Note: If you find my posts too long or too dense to read on occasion, please just read the bolded portions. They present the key points I’m making and the most important information I’m sharing.
Effective governments are critical components of our societal infrastructure. They are needed to combat public health threats such as the coronavirus, to keep people safe, and to provide a safety net for workers and families in economic hard times, among other things. Government programs and actions can provide important supports for our economy and its workers. Economic growth and workers’ pay and employment are inextricably linked as consumer spending, i.e., workers spending their pay, is what drives our economy, representing about two-thirds of all economic activity.
My previous two posts (here and here) focused on efforts to undermine and weaken government. They outlined negative effects of weak government infrastructure and of privatization of public sector work. This post highlights the benefits of government action.

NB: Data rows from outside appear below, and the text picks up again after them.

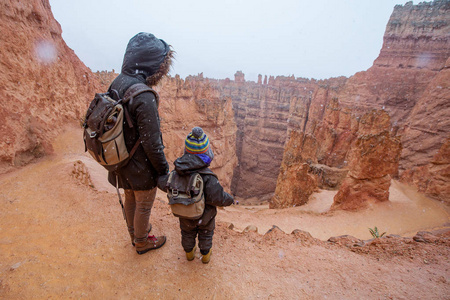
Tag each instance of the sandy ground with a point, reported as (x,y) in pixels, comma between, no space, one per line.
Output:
(61,238)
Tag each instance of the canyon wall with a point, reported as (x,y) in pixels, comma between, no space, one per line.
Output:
(195,102)
(252,126)
(409,80)
(43,84)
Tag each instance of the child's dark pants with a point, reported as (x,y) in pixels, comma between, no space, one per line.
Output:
(189,231)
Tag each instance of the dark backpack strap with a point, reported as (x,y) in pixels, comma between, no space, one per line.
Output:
(133,91)
(206,171)
(137,89)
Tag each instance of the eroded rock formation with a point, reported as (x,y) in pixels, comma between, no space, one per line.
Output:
(373,157)
(43,83)
(409,80)
(194,102)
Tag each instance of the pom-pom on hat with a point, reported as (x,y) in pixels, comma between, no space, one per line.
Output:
(197,142)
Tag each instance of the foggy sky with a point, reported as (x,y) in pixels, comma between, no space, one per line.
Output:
(313,39)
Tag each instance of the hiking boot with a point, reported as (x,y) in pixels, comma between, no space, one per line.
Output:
(132,235)
(151,243)
(190,255)
(207,257)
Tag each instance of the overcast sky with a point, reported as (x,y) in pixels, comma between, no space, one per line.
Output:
(313,39)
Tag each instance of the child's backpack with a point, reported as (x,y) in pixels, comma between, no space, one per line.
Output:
(103,127)
(185,194)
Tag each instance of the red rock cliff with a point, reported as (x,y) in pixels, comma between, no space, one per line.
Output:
(43,83)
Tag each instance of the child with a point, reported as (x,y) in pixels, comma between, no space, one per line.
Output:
(196,158)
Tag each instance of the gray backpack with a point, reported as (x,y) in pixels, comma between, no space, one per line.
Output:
(103,127)
(185,194)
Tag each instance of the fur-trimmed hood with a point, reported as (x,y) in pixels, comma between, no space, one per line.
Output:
(144,56)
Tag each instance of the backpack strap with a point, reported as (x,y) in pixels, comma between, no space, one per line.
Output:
(206,171)
(137,89)
(133,91)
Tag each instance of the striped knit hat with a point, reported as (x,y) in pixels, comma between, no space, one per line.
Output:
(197,142)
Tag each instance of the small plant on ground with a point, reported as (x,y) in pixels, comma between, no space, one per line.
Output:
(374,232)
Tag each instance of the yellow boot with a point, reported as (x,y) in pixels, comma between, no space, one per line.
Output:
(207,257)
(191,255)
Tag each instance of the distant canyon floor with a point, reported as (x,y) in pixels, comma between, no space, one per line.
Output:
(60,237)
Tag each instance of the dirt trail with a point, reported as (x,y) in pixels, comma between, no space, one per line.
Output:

The “Biden Plan,” as the President calls it, uses aggressive federal government action to combat the coronavirus and to stimulate the economy. The first piece of it was an aggressive effort to get people vaccinated along with other steps to reduce the impact of Covid on people’s health. The second major piece, the American Rescue Plan (ARP), was passed in March 2021 and provides $1.9 trillion to combat the pandemic and its harmful effects on workers, businesses, and the economy. It strengthens our healthcare system; provides funding for schools, housing, small businesses, and local governments; and supports low- and middle-income workers by extending unemployment benefits and providing monthly support checks for families with children.

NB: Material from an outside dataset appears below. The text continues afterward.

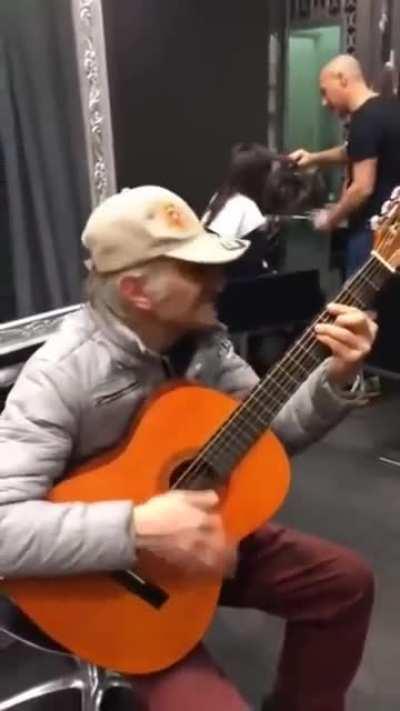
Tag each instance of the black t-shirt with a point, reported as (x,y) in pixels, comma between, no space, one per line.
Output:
(375,133)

Given the popularity of the American Rescue Plan (75% of voters like it) and support from local and state governments (including a number of Republican governors), it wouldn’t seem to be a partisan issue, but every Republican member of Congress voted against it. Every President, Democrat or Republican, from WWII to 1980 used government actions to support the economy and workers, and to ensure that the rising tide did indeed lift all boats somewhat equitably. 
However, since 1980, Republican ideology has opposed such government action, taking the position that government action is unnecessary because the private sector, stimulated by tax cuts, will meet society’s needs even in the face of crises and economic recessions. This ideology claims that cutting taxes, particularly for wealthy individuals and corporations, will stimulate the economy, generate growth that will more than make up for the revenue lost due to the tax cuts, and that benefits will “trickle down” to workers.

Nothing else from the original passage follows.